That's just what I mean. Here's our four year old typing out something and then I will show him how to do " submit reply": 



hello my name is Donny. I am four years old. I can use paint, word, excel, google earth, email, and chess.

Middle c is the dividing line between bass and treble clef. bye.


----------



## Happyfamily

This was his spelling/science lesson today. It is our second day with the Periodic Table of Elements:



> The sun is burning hydrogen.
> But there is also a little bit of helium.
> The helium is burning too.
> Periodic table of elements.
> Hydrogen is number 1.
> Helium is number 2.
> Use google to find the periodic table.
> Hydrogen has atomic number 1.
> Helium has atomic number 2.
> Hydrogen symbol is H.
> Helium symbol is He.
> The periodic table starts with the lightest and ends with the heaviest elements.



I am so thrilled to be doing this! He just soaks everything up we put in front of him. My husband is teaching him to read sheet music on the piano. So we don't get it, really. We do not think he is exceptional. Smart, sure - but if we weren't teaching him he would be just like his four year old cohorts. 


We see that there is an enormous advantage in all of his teachers and administrators being one and the same. In school, he would have six teachers, another six administrators, a school board, etc. Each teacher has 30 students per class and multiple classes so the individual time they have for your child is nil. All these different people are not talking much to begin with, let alone talking about your child specifically. So how can it deliver to him maximally? 

The science teacher, math teacher, history, reading and arts teachers cannot co-ordinate the delivery like a single person can who knows where the student is at all points in these curricula. If you know exactly where he is then you can augment, expand, continue on, or whatever very efficiently. In the tub, the car, shopping, you know how to continue on with his studies in a fun way. Make it relevant to your daily lives. 

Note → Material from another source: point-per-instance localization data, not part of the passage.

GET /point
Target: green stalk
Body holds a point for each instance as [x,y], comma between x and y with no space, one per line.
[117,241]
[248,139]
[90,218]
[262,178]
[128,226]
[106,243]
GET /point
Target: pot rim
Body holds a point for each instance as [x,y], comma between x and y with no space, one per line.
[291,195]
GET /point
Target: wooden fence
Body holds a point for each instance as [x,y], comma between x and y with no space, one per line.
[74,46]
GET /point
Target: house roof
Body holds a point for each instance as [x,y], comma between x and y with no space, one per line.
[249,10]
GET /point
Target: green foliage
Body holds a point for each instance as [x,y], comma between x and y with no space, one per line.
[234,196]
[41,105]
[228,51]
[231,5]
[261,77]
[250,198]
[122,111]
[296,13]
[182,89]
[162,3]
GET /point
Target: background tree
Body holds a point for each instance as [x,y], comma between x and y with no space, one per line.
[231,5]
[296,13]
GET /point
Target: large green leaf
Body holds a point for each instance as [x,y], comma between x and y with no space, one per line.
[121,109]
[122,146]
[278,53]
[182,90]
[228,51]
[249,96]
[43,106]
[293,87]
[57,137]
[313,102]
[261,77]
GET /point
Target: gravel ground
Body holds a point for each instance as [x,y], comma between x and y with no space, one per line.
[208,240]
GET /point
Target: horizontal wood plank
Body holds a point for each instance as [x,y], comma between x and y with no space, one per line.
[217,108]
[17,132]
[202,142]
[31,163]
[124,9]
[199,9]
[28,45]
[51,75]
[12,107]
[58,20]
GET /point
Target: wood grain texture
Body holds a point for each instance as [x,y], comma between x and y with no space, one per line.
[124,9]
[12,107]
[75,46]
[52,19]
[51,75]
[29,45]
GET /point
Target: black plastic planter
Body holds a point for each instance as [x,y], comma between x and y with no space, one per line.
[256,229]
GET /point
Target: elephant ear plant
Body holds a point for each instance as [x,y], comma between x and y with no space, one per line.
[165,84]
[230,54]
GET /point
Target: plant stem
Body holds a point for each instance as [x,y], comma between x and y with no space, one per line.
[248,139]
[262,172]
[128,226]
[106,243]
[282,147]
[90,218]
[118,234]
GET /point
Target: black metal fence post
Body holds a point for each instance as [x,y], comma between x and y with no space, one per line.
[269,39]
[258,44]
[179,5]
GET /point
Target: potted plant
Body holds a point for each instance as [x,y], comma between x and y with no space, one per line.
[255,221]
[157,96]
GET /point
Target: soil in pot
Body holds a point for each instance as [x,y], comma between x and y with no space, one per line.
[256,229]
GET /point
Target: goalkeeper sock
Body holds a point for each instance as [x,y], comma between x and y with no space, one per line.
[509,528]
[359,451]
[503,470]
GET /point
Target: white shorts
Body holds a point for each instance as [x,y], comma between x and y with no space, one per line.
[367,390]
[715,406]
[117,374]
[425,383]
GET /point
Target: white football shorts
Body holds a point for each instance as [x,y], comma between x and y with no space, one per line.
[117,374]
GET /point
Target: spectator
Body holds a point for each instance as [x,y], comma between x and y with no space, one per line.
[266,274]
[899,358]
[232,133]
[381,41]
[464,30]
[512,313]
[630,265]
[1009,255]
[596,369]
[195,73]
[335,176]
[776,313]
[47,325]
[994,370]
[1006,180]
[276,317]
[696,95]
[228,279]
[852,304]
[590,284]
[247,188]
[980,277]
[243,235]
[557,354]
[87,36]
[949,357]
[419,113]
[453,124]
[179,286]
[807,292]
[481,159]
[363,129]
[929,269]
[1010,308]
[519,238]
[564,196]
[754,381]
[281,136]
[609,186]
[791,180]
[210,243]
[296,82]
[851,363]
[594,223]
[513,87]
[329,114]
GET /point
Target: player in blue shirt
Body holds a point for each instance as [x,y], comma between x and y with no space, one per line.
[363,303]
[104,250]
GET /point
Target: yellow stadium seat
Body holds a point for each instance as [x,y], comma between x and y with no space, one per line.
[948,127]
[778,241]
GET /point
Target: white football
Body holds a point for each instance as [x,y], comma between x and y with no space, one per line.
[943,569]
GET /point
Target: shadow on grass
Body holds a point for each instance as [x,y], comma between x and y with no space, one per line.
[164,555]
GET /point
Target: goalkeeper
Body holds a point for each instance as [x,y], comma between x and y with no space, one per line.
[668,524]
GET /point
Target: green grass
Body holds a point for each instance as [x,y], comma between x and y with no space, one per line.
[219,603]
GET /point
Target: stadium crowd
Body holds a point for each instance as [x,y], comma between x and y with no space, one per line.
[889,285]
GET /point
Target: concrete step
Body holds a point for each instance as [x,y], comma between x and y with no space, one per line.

With public schools you have one or two hours of preparation and transportation time to and from school. Less if you live across the street from school, but right there is on the order of one more hour of sleep per day if you want. Homeschooling. I can empathize with the harried honors/advanced placement parents. If you have one less hour of sleep a day and are in this inefficient delivery system then it is extra hours of work at the same time you have one less hour of sleep.


----------



## SunnyT

Happy, you are doing home school as it should be done. There are many parents who SAY they are doing home school, but they aren't really doing anything. Remember that you can still utilize your public schools for extra-curricular opportunities as well as testing situations. Your kid sounds gifted.... it might be good to know. Then you could research how to teach gifted kids...how to challenge them. Although you are doing that anyway.

As a parent of 5 (in a row) school costs ticked me off. I learned (figured out) how to figure out what the bottom line was on a project, then did it the cheapest way possible. Including mandatory science experiments. 

As a teacher.... I assign projects. It's Social Studies.... lots of interesting topics and I really want them to retain some of it! Not just the bright kids....they GET it. It's the others...the C students. Dragging up their background knowledge so we can connect it to the current topic can be sooooooooooooooooooo frustrating. So if I assign them to build a model of the Alamo, it's because I want them to "Remember the Alamo". See, there is a purpose. I do make it very open, they can build it out of any material as long as they can carry it and it fits through the door (yes, you have to say that for the over-acheivers' parents' sake!). 

Home school would be my first choice, when it's feasible. Montessori school would be my second choice. And public school is more than adequate if the parents stay involved. 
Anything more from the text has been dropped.